Appellant heeft de toegepaste maatregel als hierboven vermeld, gebaseerd op het standpunt dat gedaagde het bepaalde in artikel 24, eerste lid, aanhef en onder a, in verbinding met artikel 24, tweede lid, aanhef en onder a, van de WW, zoals dat luidt sinds 1 augustus 1996, heeft overtreden. Naar het oordeel van appellant heeft gedaagde zich door zijn optreden bij [naam inlener] zodanig verwijtbaar gedragen dat hij redelijkerwijs heeft moeten begrijpen dat dit gedrag zijn ontslag tot gevolg zou kunnen hebben. Ingevolge artikel 27, eerste lid, van de WW dient de uitkering blijvend geheel te worden geweigerd indien de werknemer de verplichting op grond van artikel 24, eerste lid, onderdeel a of onderdeel b, ten derde, van de WW niet is nagekomen.

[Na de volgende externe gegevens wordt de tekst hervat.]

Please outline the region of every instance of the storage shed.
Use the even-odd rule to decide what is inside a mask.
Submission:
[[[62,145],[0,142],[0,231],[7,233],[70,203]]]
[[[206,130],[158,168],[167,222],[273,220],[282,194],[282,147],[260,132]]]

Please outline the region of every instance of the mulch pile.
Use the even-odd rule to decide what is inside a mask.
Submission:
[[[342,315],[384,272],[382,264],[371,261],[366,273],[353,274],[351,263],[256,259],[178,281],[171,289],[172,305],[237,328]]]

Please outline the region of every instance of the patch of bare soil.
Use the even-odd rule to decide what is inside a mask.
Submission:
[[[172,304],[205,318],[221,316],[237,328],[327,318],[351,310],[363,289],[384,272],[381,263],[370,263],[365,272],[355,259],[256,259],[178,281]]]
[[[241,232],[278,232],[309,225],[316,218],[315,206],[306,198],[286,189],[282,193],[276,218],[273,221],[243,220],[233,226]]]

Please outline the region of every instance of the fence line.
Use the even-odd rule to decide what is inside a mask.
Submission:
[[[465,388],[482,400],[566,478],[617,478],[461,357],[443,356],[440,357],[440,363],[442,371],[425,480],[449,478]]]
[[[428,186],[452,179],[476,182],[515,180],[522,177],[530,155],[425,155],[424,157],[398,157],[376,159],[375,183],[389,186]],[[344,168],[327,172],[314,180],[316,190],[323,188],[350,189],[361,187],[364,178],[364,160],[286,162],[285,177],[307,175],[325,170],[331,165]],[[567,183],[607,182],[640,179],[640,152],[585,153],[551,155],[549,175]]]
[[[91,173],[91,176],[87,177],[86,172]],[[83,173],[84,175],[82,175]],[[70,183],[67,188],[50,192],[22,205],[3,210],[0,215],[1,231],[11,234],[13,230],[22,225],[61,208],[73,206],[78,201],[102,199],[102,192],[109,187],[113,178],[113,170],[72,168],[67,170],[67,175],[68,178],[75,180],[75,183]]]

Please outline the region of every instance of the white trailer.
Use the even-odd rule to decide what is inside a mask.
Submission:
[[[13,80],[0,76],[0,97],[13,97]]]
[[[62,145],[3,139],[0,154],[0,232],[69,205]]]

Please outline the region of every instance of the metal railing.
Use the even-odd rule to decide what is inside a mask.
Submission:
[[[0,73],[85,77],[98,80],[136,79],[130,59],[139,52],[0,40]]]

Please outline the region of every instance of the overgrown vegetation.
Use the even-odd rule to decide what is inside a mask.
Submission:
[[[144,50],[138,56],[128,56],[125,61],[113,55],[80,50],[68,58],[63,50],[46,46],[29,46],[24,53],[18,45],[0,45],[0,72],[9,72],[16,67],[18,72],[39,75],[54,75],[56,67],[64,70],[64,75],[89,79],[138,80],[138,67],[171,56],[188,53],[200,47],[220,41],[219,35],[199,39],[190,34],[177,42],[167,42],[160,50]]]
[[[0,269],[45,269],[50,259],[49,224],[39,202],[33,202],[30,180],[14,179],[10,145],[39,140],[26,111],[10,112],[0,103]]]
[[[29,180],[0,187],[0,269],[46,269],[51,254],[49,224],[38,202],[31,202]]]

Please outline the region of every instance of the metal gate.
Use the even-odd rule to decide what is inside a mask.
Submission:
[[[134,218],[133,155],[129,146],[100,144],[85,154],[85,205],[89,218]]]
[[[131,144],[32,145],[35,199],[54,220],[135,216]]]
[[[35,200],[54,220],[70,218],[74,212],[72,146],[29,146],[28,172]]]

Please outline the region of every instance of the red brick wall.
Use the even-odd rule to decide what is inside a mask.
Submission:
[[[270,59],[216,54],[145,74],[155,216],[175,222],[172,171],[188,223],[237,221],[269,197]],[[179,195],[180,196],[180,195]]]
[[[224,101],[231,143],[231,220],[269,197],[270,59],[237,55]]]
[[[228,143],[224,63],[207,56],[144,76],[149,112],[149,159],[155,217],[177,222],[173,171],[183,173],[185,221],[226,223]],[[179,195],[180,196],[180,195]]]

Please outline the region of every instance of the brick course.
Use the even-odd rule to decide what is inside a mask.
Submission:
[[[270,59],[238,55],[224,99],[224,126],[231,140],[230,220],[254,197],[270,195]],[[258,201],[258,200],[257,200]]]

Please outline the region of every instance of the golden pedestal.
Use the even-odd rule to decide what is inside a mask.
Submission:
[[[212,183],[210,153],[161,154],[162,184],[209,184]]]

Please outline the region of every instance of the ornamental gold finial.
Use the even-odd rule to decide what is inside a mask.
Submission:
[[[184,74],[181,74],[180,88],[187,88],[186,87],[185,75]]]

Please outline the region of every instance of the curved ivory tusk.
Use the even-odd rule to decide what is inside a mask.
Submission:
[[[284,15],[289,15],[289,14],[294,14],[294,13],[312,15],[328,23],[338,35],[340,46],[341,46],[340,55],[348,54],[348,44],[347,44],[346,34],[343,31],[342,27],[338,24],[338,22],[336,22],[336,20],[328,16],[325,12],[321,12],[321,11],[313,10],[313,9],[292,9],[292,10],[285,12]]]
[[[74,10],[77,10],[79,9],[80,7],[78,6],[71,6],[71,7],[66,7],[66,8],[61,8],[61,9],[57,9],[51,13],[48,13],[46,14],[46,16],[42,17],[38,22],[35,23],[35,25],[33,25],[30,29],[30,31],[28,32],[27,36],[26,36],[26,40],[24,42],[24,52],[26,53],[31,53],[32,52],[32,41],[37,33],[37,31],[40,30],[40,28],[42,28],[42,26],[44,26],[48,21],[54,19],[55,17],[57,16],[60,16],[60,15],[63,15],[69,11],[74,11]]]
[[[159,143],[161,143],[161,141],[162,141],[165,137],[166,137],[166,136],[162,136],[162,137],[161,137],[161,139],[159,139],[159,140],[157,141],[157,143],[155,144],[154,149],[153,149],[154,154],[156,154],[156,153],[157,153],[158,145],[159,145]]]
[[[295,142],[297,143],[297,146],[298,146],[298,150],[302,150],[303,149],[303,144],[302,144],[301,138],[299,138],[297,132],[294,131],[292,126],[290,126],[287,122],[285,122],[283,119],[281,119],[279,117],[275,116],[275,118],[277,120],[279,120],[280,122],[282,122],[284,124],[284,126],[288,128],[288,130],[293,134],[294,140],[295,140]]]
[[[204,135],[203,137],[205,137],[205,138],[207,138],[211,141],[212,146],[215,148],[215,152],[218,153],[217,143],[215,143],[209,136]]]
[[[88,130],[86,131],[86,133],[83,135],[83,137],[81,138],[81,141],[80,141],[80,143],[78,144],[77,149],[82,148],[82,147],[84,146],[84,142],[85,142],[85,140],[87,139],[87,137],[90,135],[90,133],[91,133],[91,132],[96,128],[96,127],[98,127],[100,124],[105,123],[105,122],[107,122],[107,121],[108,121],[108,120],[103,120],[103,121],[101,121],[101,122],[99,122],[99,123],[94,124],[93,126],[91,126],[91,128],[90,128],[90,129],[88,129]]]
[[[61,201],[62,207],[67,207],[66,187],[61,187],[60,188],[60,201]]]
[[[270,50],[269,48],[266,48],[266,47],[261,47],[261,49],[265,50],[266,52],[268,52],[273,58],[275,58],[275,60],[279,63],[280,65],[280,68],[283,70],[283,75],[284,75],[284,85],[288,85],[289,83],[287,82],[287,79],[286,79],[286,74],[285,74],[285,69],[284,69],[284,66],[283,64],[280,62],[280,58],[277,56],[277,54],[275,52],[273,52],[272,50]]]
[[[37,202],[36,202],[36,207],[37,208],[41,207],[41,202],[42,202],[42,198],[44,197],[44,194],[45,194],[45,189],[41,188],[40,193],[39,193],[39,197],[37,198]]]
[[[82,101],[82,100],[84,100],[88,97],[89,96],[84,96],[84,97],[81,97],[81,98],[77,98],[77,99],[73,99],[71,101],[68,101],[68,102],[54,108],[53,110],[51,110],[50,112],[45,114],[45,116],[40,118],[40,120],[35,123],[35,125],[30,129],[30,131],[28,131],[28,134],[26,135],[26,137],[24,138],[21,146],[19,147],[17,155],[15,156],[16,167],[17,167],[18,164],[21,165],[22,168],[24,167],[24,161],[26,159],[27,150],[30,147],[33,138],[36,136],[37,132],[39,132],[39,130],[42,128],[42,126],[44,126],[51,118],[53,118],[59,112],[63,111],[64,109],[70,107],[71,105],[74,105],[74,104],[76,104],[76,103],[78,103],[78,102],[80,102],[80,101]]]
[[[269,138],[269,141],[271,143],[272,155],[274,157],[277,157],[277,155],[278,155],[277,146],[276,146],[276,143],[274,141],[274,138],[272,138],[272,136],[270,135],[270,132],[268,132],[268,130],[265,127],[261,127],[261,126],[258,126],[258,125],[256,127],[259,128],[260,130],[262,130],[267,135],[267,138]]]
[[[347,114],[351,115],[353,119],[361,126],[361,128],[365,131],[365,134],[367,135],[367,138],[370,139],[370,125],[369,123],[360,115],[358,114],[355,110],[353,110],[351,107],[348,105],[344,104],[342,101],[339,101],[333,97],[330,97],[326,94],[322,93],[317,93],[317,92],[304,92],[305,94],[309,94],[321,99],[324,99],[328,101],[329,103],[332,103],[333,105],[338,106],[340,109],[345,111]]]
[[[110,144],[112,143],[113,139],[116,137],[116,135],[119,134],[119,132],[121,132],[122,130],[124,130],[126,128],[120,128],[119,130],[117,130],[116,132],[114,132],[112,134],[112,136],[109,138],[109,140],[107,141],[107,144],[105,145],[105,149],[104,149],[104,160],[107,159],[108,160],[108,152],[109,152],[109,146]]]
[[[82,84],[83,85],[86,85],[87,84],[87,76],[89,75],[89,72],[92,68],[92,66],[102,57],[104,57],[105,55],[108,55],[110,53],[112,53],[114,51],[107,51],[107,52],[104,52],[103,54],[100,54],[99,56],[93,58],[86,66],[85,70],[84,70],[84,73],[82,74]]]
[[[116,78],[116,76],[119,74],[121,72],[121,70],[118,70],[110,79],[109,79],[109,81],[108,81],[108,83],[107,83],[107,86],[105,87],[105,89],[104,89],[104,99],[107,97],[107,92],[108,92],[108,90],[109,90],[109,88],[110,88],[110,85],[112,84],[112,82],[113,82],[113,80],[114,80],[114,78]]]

De rechtbank heeft voor de beantwoording van de vraag of gedaagde verwijtbaar werkloos is geworden, mede van belang geoordeeld de omstandigheden die tot beëindiging van de werkzaamheden bij [naam inlener] hebben geleid. Na afweging van die omstandigheden is de rechtbank vervolgens tot de conclusie gekomen dat gedaagde niet verwijtbaar werkloos is geworden, omdat hij door het geven van de klap op de lunchautomaat, nog daargelaten of hij had moeten verwachten dat het ruitje daardoor zou breken, er geen rekening mee hoefde te houden dat hij als gevolg daarvan direct ontslagen zou worden. De rechtbank heeft daarbij mee laten wegen dat gedaagde niet eerder was gewaarschuwd of anderszins bij [naam inlener] problemen had gehad, het uitzendbureau nog steeds voor hem wilde bemiddelen en gedaagde, zij het via een ander uitzendbureau, na een paar dagen opnieuw een andere tijdelijke baan had gevonden.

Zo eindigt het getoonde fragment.